According to notes on the project repository, Microsoft has revamped its MMLSpark open-source project to improve the integration of “many deep learning and data science tools into the Spark ecosystem.” First published last year, MMLSpark covers a series of projects intended to make Spark more useful in many contexts involving machine learning in particular, but also in other more general areas.

Some features of MMLSpark integrate Spark with Microsoft’s machine learning offerings like Cognitive Toolkit (CNTK) and LightGBM, as well as third-party projects like OpenCV. Other functions make it possible to turn Spark into a service or a client – ​​for example, to more easily serve Spark calculations (including machine learning predictions) via the web, or allow Spark to interact with other services Web over HTTP. Another function called “LIME on Spark” provides annotated results for predictions served by an image classifier. This solution lets you know at a glance if the classifier is working correctly.

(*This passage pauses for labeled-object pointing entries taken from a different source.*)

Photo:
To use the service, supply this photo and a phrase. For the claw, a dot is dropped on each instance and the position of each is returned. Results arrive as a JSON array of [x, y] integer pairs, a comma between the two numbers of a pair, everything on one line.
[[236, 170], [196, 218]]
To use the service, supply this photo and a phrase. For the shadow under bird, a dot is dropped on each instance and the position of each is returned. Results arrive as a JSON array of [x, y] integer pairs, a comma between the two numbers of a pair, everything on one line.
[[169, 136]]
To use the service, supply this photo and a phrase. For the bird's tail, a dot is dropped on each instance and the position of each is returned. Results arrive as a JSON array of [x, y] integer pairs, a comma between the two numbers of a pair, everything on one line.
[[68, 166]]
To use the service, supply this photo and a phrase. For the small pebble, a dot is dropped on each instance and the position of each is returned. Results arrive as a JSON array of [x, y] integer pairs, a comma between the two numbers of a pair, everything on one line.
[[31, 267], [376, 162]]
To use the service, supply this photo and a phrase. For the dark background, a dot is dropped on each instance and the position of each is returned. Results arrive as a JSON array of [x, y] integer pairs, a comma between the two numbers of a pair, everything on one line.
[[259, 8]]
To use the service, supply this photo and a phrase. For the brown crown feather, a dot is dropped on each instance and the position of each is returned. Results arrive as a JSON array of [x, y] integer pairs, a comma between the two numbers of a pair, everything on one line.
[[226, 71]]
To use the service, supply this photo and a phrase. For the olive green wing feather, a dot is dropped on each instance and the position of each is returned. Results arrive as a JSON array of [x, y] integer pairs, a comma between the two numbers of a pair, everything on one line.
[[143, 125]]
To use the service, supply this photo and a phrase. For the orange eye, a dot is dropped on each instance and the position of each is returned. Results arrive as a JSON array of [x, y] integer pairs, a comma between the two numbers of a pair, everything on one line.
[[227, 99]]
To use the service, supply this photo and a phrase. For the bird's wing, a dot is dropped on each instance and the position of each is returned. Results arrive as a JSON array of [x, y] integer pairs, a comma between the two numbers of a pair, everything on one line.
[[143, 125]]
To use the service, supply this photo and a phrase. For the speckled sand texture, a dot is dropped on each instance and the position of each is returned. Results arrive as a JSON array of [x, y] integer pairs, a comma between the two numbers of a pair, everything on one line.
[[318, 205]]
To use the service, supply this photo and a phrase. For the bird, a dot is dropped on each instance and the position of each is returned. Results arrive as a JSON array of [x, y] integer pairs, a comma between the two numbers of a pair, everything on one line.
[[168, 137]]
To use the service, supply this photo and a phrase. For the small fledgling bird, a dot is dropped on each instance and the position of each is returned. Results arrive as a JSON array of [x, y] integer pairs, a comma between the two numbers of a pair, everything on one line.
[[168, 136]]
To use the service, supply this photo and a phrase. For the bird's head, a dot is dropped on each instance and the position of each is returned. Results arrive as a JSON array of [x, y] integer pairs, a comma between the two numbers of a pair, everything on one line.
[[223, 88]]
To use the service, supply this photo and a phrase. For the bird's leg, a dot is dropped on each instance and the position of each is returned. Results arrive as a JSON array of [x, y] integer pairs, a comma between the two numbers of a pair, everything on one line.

To be placed on Azure Databricks

MMLSpark consolidates all these functions into a set of APIs available for Scala and Python. The repo also contains a few examples to help get you started, including using web services in Spark, using OpenCV on Spark for image manipulation, and training an image classifier. in depth on Azure VMs running with GPUs.

MMLSpark itself can be installed on existing Spark clusters as packages. It is also possible to use it in the Databricks cloud (or a Databricks appliance on Azure), or install it directly in a Python or Anaconda instance, or even run it in a Docker container. The integration is also available for the R language, but for now only through an auto-generated wrapper in beta.